First Sight

First Sight
Part 53



*


*


*


Sementara itu di sebuah kamar hotel mewah seorang wanita tengah bergerak erotis di atas seorang pria berumur empat puluhan sembari mendesah Menikmati setiap hentakanya.


" Ahhh yess Sayang" Erang Davina dengan terus bergerak di atas pria itu.


" Ahh yess baby!! Yeahh kau selalu memabukkan ahhh" Erang pria itu sembari membantu menggerakkan pinggang Davina dengan kedua tangannya.


Hingga beberapa menit telah berlalu keduanya sudah menyudahi kegiatan panas itu.


" Kau memang yang terbaik Baby" Ucap Pria itu yang kini sudah kembali rapi mengecup bibir Davina sekilas dan Keluar dari kamar itu meninggalkan Davina setelah memberi sebuah kartu..


Yah ini adalah kesenangan bagi Davina Mendapatkan kepuasaan dan mendapatkan Uang karena Davina Hanya tidur dengan Pria Kaya yang kebanyakan adalah seorang boss, tidak peduli sudah beristri atau belum yang terpenting dirinya mendapatkan kepuasan hasrat, Bagi Davina Pria-pria yang tidur dengannya Hanyalah sebuah alat mendapatkan kepuasan, Uang dan koneksi, Hanya Hansel-lah laki-laki yang dirinya inginkan untuk dijadikan miliknya selamanya..


Drettt .... drettt ...


Ponsel Davina Bergetar tanda ada sebuah panggilan masuk, Dengan malas Davina Meraih ponselnya di atas meja dan segera mengangkatnya setelah melihat ID panggilan teryata adalah Orang suruhannya yang dirinya tugaskan untuk mengintai Jesslyn.


" Ya! apa kau sudah menyingkirkan J** ang Sialan itu!" Ucap Davina saat panggilan sudah terhubung.


" Maaf boss kami tak punya cela melakukannya karena sedari kemarin Wanita itu selalu bersama Tuan Hansel dan satu hal penting yang harus anda ketahui Mereka telah mendaftarkan pernikahan dan telah resmi menikah!" Ucap pria di seberang sana.
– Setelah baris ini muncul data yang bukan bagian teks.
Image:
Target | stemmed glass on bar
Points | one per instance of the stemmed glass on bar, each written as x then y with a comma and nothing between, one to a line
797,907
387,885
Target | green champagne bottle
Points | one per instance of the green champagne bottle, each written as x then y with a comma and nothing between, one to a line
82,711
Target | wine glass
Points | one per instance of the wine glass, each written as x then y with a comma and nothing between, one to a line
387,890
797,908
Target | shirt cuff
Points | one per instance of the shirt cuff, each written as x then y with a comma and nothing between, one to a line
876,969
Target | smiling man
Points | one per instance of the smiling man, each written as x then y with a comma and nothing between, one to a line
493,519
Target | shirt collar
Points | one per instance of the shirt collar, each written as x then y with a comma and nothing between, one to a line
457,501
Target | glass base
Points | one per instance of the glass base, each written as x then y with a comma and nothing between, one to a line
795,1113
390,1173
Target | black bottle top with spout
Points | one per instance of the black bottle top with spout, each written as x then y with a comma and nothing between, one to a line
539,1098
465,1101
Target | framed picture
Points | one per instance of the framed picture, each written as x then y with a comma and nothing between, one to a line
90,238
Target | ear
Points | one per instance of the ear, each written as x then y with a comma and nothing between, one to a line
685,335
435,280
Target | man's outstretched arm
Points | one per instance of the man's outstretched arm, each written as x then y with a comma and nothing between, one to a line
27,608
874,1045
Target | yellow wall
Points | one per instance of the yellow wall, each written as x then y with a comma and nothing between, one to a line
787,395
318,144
" Apa?! Sialan berani sekali mereka menikah di atas penderitaan ku!!! Dan kau dasar tidak pecus!!! Cari celah untuk menyelakai J**ang itu!! Dan ingat buat Hal itu seakan Adalah murni kecelakaan!! Suruh seseorang yang membutuhkan uang untuk Menjalankan Rencana ini! Jika seandainya Ketahuan setidaknya kita bisa mengkambing hitamkan orang itu kita tinggal menyongkong kehidupan keluarganya!" Titah Davina.


" Baik Boss!" Jawab pria itu tegass.


Davina memutuskan panggilaanya dan terseyum jahat .


" Lihatlah kali ini aku pastikan kau tak bisa lolos J**ang!" Gumanya dengan api membara di dadanya karena merasa terhianati atas pernikahan mereka.


*


*


" Sayang kau ikut kekantor denganku yah?" Pinta Hansel.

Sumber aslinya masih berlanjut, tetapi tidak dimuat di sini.